The future of nanotechnology is potentially boundless if we can avoid the pitfalls. Some of the items that exist today were a topic of science fiction a decade ago.
Other examples of current nanotechnologies are three-dimensional printing with nanoparticles, high speed computing driven by nanotechnology, and computer-assisted design software with generic algorithms that learn by themselves. Three-dimensional printers were invented in the 1990s and commercialized in 2000 and are already being used to make products such as surgical models. Surgical models have the potential to match the exact needs of an individual patient while allowing surgeons to eliminate the need for exploratory surgery when they are doing reconstructive work.

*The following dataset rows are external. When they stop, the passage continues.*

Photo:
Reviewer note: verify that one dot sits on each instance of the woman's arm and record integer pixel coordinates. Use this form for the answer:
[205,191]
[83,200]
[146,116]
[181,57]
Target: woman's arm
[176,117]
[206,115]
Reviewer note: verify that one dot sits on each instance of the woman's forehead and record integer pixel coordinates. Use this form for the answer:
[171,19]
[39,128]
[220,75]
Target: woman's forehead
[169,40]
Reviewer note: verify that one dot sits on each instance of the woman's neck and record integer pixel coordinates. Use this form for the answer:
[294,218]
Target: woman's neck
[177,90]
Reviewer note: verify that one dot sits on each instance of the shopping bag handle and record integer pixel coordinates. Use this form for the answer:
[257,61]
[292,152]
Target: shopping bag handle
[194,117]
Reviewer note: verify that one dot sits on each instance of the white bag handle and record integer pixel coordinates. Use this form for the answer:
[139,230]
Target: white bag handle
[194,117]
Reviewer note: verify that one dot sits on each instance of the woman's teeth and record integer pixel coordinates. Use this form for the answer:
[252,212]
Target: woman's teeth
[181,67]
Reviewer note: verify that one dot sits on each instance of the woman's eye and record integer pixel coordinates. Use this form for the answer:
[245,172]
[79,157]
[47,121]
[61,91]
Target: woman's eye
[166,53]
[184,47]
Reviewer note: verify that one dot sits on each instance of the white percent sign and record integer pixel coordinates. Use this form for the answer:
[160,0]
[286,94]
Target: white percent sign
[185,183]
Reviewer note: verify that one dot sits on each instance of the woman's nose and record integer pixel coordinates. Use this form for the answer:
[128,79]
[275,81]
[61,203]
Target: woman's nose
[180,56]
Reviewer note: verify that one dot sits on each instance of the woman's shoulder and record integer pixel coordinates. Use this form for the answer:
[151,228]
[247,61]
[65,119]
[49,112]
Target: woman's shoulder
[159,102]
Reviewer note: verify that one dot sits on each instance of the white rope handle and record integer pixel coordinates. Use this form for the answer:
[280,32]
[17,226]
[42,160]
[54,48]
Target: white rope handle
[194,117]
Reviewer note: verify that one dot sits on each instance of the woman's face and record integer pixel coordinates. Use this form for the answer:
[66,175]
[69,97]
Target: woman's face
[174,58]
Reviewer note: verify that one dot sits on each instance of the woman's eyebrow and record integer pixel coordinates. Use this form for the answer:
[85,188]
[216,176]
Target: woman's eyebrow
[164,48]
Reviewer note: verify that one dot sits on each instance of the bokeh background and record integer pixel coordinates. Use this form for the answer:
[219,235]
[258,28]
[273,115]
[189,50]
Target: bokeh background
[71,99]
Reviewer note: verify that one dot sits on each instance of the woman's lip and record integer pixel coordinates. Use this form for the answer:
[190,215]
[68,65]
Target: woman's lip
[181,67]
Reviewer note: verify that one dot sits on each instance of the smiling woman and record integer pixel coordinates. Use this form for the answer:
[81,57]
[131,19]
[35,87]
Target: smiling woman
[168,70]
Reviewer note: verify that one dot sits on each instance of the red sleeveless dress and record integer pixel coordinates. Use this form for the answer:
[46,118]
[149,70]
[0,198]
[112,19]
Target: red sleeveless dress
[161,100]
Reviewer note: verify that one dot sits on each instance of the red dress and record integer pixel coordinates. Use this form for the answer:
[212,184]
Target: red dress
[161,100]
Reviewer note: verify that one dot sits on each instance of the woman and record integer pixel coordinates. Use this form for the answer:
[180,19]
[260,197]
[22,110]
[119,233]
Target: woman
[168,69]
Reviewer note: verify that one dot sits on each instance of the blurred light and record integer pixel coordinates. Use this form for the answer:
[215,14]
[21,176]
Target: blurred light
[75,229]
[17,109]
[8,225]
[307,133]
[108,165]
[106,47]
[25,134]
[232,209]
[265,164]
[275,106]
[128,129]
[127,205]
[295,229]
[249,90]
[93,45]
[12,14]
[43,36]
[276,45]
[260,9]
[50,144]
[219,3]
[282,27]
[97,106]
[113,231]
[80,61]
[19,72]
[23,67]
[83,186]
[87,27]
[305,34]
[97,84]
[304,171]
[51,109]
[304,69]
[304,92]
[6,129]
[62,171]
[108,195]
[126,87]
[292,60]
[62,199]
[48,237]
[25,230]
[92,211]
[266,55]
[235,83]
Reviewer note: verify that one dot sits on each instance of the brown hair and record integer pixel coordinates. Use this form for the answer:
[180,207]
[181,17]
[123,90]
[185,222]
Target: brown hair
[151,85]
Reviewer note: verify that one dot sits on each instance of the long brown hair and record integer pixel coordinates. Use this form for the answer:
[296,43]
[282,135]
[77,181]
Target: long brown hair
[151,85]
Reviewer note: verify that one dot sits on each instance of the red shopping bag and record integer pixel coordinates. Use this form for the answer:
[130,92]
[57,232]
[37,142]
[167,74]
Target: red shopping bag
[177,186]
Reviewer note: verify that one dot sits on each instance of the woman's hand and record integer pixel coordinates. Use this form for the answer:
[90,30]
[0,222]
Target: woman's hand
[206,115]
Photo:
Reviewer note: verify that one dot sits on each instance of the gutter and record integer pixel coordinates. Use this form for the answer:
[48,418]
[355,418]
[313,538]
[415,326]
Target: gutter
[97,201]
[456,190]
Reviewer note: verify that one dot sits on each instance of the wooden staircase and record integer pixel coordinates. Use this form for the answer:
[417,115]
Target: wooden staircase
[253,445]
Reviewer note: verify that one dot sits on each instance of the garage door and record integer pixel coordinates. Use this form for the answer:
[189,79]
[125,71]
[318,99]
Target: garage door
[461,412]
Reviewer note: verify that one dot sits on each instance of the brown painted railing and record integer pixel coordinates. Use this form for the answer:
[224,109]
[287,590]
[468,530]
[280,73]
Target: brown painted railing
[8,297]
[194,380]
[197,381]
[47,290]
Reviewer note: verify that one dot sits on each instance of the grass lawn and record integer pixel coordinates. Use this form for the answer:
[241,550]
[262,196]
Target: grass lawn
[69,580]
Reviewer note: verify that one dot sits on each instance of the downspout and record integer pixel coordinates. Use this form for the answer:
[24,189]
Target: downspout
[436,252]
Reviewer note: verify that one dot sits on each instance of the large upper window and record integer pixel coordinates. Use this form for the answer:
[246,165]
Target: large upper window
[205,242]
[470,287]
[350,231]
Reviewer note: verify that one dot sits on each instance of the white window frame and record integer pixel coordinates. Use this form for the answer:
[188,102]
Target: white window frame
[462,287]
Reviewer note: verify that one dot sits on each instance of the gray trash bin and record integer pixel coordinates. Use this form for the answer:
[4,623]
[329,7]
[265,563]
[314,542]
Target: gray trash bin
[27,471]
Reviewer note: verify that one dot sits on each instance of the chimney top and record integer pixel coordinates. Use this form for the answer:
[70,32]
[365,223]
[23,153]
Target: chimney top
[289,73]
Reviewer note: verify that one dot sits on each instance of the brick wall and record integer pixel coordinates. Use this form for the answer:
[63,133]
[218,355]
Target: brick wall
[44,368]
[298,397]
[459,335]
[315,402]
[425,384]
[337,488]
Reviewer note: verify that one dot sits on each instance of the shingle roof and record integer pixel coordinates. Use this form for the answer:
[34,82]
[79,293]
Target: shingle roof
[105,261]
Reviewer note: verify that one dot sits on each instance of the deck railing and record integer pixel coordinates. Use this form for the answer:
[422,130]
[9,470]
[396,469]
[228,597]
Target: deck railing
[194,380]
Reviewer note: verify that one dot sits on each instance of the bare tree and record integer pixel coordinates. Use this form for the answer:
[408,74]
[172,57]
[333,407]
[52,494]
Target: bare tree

Today it is technologically feasible to manufacture programmable nano-filters that eliminate the pressure requirement for desalinization and reduce the expenses by 99 percent, meaning the end of water shortages in arid regions. It could also potentially alter regional environments and convert deserts to forests by removing large amounts of fresh water from the oceans, postulated Mulhall.
With the invention of solar paint and principal solar cells based on nanoengineered organic plastics, fossil fuel dependence may begin to recede. Another nanotechnology-based invention is extremely strong materials called nanostructured aerogels. These materials are inexpensive and they could make structures resistant to earthquakes and hurricanes, which will have significant societal benefits, said Mulhall.
ENVIRONMENTAL APPLICATIONS FOR NANOTECHNOLOGY
Some of the greatest potential uses or applications for nanotechnology in the environment are sensors, treatment, remediation, and green nanotech manufacturing and engineering, stated Barbara Karn of the Environmental Protection Agency. These applications can be further categorized as either reactive to existing environmental problems or proactive in anticipating and preventing future problems.